We are thrilled to have a retailer in the Flathead Valley, especially one located as centrally to Columbia Falls, Kalispell, and Whitefish as the Wild Rose – their physical address is 3696 Mt Highway 40 W, Columbia Falls, MT, if you’re googling directions – i.e., if you’re westbound on Hwy 40 (the connector between Columbia Falls and Whitefish), the Wild Rose is well marked by a large sign on your left.

Seasonally, the Wild Rose sells beautiful Christmas trees and fresh wreaths.  Year round, it offers fresh produce and delightful gifts, many of which are Made in Montana, just like Glacier County Honey products.  Here’s a smattering of what we found yesterday:

Mmmm, jams, jellies, BBQ sauce, and chocolates …

Fabulous bread mixes from Montana Grassland Mixes – our booth was across from theirs at the Made in Montana Marketplace, and I must say I ate so much of their fry bread that I was … I should say ashamed, but in truth?  I was happy.  Gitchusome.

Yummy cooking and dipping oils.

Awesome salves, lotions, and potions from Pauline Matt with Real People Herbals, just up the road from Glacier County Honey, in Browning, Montana.  I’ve got a jar of Fire Fighters Hands by my bed – you won’t find better, if you’re hard on your hands, like I am.
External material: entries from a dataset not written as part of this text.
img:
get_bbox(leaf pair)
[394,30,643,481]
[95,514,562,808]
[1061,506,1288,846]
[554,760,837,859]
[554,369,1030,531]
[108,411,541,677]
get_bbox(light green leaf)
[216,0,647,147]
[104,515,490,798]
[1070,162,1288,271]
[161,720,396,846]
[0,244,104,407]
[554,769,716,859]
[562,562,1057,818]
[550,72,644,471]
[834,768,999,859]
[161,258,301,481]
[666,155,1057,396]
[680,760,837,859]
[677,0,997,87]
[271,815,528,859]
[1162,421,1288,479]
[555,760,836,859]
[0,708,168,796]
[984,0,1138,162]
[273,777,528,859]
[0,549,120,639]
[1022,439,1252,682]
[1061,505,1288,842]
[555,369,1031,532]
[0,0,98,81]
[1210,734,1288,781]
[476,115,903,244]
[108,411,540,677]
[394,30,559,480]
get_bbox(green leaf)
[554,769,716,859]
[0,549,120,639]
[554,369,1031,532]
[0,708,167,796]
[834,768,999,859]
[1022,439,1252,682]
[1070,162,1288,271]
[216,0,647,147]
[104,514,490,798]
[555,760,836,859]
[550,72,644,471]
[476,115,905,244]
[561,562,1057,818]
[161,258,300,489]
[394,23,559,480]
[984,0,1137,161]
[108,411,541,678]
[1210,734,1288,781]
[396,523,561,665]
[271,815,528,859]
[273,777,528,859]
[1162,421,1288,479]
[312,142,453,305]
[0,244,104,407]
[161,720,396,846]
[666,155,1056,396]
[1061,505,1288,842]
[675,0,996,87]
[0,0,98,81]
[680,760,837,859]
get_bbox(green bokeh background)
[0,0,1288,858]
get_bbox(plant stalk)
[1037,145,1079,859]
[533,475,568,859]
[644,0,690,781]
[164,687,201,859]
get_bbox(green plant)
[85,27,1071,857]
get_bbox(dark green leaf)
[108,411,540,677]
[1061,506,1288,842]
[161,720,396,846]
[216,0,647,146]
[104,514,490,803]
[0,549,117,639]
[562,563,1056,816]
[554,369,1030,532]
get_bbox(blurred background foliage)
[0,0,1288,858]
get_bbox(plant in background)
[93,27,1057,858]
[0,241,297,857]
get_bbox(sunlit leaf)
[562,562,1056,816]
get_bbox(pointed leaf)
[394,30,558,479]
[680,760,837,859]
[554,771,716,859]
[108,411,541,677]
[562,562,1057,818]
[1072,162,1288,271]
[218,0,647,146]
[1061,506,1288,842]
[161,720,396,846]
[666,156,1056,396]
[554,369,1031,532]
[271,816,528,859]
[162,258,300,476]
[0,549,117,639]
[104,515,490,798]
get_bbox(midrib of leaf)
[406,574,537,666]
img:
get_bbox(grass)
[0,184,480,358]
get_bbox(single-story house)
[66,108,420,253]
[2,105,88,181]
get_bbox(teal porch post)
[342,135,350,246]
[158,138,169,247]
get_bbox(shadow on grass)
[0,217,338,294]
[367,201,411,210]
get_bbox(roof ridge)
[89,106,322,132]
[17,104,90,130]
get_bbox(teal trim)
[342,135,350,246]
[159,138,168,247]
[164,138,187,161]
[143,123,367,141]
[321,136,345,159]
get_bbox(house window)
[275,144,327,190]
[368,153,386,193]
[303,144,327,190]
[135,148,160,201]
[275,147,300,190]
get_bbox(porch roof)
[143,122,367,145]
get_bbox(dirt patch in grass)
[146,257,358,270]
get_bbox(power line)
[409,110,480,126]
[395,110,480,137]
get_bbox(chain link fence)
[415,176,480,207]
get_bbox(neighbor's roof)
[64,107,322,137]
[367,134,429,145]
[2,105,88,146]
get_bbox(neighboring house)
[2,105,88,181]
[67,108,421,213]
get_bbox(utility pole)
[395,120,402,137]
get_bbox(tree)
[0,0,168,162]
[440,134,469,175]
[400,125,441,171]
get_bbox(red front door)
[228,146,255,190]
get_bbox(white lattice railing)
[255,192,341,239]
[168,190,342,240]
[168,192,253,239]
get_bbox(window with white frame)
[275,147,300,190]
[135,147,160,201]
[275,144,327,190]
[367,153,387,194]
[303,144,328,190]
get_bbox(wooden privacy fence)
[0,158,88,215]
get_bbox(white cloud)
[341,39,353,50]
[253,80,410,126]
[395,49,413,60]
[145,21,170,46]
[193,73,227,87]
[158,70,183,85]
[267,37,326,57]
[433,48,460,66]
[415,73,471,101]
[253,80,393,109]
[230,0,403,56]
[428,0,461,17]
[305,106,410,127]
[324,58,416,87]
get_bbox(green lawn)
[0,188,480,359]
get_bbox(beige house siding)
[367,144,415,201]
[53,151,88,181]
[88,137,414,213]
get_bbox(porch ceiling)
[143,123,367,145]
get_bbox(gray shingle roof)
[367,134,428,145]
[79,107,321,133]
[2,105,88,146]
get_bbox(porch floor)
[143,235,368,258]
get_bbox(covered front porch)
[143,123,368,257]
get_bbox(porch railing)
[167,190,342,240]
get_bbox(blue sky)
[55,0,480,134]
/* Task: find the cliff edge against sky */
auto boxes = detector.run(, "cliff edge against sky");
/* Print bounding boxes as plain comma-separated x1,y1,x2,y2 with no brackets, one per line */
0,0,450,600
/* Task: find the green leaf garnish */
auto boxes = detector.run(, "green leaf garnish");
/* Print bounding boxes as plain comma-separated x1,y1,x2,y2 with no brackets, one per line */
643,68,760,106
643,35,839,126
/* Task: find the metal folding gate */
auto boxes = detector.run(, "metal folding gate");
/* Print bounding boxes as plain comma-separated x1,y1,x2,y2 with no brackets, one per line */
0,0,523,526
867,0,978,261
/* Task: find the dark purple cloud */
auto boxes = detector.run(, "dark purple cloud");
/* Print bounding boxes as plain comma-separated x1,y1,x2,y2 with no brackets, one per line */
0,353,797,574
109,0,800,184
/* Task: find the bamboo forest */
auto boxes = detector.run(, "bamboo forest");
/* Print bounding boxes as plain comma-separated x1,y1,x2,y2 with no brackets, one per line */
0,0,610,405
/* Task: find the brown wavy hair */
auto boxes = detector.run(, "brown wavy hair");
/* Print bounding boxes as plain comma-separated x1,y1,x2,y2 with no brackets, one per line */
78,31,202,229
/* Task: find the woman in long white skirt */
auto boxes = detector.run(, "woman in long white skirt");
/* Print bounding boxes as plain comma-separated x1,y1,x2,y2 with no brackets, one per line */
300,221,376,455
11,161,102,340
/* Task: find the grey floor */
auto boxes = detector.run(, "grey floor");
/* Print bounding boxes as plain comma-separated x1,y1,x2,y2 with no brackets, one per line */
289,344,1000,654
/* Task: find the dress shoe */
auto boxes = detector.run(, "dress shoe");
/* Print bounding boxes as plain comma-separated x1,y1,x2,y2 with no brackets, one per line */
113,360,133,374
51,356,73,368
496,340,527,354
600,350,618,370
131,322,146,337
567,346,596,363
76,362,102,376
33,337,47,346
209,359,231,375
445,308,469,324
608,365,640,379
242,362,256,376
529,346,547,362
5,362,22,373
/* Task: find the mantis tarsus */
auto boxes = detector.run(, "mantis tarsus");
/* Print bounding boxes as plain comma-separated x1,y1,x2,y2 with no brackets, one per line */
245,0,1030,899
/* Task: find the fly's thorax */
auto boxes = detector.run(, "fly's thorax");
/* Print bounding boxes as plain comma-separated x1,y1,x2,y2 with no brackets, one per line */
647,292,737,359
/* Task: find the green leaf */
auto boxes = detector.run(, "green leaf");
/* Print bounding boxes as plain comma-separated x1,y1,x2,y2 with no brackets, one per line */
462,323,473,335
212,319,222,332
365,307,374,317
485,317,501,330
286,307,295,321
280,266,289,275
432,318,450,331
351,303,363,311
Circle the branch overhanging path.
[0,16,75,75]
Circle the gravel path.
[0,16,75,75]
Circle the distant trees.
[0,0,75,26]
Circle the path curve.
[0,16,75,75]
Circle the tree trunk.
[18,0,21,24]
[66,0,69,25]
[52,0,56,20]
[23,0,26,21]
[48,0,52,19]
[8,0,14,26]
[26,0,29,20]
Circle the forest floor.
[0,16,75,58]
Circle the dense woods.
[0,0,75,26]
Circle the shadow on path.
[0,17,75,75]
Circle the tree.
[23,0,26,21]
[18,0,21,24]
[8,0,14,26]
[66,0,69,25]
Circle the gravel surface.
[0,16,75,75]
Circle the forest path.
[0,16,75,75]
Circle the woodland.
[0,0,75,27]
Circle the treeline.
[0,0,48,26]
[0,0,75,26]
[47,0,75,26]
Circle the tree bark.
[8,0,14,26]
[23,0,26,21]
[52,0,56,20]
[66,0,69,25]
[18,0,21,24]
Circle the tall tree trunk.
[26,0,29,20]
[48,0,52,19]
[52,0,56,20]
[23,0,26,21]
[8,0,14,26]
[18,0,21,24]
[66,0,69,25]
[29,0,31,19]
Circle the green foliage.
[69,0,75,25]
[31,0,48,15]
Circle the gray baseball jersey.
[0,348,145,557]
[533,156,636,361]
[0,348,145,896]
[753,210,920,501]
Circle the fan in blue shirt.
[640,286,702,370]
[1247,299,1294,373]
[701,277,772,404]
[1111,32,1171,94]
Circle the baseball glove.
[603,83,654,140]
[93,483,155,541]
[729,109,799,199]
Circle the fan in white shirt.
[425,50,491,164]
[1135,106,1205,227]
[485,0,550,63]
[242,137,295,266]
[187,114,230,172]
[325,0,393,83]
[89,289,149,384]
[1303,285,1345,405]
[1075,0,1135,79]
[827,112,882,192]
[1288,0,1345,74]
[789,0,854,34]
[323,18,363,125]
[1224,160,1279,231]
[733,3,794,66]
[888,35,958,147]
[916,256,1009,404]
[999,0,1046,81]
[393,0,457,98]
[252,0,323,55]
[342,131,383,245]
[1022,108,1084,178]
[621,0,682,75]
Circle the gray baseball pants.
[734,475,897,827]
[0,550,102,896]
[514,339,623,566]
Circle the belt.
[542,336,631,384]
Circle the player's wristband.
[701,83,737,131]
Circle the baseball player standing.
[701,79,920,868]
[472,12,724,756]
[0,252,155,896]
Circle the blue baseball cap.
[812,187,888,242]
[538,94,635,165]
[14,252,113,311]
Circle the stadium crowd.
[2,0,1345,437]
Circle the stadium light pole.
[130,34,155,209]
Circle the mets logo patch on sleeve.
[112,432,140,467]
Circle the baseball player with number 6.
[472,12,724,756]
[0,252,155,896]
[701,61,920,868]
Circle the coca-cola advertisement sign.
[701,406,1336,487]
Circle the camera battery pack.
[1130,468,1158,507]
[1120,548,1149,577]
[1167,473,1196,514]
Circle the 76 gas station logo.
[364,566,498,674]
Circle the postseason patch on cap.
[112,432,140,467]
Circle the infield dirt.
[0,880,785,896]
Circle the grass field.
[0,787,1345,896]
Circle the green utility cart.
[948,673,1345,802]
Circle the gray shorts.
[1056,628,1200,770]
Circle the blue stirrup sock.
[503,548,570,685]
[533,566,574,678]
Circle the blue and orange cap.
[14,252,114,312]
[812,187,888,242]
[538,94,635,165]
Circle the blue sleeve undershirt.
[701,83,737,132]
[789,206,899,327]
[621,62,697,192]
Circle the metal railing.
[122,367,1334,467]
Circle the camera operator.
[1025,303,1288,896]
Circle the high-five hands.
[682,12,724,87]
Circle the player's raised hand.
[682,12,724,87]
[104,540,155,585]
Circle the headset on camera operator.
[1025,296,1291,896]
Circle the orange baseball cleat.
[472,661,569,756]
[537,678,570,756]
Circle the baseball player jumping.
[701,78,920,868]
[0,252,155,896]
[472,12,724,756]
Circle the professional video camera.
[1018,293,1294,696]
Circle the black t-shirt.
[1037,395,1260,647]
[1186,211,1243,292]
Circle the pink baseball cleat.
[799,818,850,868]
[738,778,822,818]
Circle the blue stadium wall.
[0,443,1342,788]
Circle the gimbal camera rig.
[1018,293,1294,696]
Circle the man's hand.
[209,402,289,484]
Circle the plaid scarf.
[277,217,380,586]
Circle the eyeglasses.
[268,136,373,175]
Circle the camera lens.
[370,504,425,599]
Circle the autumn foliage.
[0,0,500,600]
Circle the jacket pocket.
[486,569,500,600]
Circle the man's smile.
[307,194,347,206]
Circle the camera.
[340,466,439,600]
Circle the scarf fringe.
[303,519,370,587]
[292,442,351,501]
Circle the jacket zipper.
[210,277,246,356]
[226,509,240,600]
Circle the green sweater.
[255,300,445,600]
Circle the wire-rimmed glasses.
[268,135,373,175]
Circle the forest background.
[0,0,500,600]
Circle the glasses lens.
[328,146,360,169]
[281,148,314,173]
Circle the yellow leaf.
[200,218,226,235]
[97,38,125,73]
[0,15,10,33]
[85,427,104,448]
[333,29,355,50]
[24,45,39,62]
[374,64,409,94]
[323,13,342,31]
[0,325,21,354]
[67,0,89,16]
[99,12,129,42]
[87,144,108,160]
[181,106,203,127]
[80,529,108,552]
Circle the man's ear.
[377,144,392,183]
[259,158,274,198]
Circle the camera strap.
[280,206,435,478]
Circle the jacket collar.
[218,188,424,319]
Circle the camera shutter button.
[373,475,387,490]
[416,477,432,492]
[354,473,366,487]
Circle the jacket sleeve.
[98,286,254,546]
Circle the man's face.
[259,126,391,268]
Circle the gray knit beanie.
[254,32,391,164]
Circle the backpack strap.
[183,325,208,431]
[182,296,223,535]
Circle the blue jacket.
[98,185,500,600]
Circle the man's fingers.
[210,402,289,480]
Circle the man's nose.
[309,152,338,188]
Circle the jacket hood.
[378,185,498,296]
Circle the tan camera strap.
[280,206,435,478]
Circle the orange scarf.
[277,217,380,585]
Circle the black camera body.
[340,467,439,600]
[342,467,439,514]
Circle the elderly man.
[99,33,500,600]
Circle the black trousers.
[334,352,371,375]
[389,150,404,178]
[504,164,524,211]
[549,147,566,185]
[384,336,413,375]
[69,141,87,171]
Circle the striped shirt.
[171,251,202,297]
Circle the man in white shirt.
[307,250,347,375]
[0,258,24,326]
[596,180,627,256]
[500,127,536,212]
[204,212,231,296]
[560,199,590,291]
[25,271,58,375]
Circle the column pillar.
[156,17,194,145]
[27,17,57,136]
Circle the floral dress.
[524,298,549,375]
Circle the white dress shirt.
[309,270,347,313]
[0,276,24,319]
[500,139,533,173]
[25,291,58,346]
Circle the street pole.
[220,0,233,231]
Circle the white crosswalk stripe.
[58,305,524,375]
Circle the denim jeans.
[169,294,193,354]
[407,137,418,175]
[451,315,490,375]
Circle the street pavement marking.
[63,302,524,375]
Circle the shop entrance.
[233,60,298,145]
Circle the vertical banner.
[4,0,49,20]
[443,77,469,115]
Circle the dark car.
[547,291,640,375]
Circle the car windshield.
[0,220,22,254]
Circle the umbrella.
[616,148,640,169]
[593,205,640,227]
The Wild Rose offers its own line of delicious yummies, too – do you love pickled asparagus in your Bloody Marys and Caesars as much as I do?  Mmmm.  Oh, and a green salad with goat cheese, pecans, and pickled beets?  Heavenly.

Seeing as how it’s April, the Wild Rose currently has a limited fresh produce section.  But I did find local eggs and Hutterite turkeys and chickens – love that if you buy 10, you can get the 11th free.

In their freezers, the Wild Rose also stocks local huckleberries and Flathead cherries … I was tempted to get a couple of bags, and make a taste of summer pie, but managed to restrain myself.  This time.

If you’re in need, here’s the Wild Rose’s phone number: (406) 862-8995.  Their hours are as listed above.

Since we’re so happy to have a distributor in the Flathead Valley, we will no longer be offering free delivery services to Flathead County – instead, swing by the Wild Rose and tell them you appreciate their support of Glacier County Honey Co!  And of course, by buying Glacier County Honey at the Wild Rose, you’ll be supporting two small Montana businesses with one small step – and the whole state thanks you for that.